Reliability of __nanosleep function

Hi,

I was trying to understand the CUDA __nanosleep function available for Volta and above architecture, which puts threads to sleep.

This gets lowered to PTX nanosleep. According to this documentation, this instruction provides sleep in the range of [0,2*t].

This becomes quite a large range, and h/w can completely ignore the instruction too? For example, when the sleep is 0 irrespective of the argument passed to the instruction.

I wanted to know if this is some discrepancy in the documentation. If not, how to reliably use this instruction given that the h/w can just not put the threads to sleep?

In the worst case, there is a large range. There is also no published indication of anything further characterizing the variability, AFAIK. I agree the function has questionable utility for situations that require some definition of exact timing.

In addition, the nanosleep function has a maximum requestable sleep value of ~1ms. I expect this particular notation to be present in the PTX docs of the next major CUDA release.

Depending on your interests, you might wish to explore the PTX special register globaltimer or the CUDA C++ clock64() function, to build your own delay. Yes, I’m aware that globaltimer also has wording that seems to discourage its use.

For modern, forward-looking usage, the best approach is probably to see if you can adapt the libcu++ chrono functionality to your needs.

The libcu++ chrono implementation, relies on the PTX globaltimer.
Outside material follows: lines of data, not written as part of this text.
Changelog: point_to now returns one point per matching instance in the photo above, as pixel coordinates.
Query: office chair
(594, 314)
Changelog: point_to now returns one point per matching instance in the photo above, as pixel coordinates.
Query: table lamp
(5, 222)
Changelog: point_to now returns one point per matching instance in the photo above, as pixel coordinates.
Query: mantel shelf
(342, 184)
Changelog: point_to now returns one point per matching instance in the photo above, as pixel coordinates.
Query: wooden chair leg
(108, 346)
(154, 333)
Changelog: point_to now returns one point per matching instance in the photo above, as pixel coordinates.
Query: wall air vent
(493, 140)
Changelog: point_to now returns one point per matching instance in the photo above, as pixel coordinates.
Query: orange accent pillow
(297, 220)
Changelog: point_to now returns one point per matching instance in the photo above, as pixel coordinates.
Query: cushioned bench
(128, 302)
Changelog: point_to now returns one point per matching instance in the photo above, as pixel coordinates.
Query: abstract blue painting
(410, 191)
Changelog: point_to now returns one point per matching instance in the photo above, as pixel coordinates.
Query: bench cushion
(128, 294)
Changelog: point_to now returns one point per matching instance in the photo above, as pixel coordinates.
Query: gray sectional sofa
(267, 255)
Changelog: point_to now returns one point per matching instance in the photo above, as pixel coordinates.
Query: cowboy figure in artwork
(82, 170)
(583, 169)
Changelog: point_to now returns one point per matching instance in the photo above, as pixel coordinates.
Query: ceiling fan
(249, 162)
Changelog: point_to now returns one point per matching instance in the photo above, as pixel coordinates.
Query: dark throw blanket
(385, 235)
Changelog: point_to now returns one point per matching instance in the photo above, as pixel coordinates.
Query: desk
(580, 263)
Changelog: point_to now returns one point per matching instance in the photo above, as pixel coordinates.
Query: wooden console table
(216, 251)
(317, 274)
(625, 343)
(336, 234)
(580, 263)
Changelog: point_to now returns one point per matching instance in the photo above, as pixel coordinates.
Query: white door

It provides an abstraction for CUDA usage, which is great. The limitation of 1ms does not seem to be a problem here as well.
From the programmers perspective, I think the end result might be same, i.e., some approximate number of cycles a thread gets delayed. However, from the hardware-side, I believe (inferred from the documentation) __nanosleep provides much deeper functionalities. It suspends the thread in hardware, which might have other hardware implications.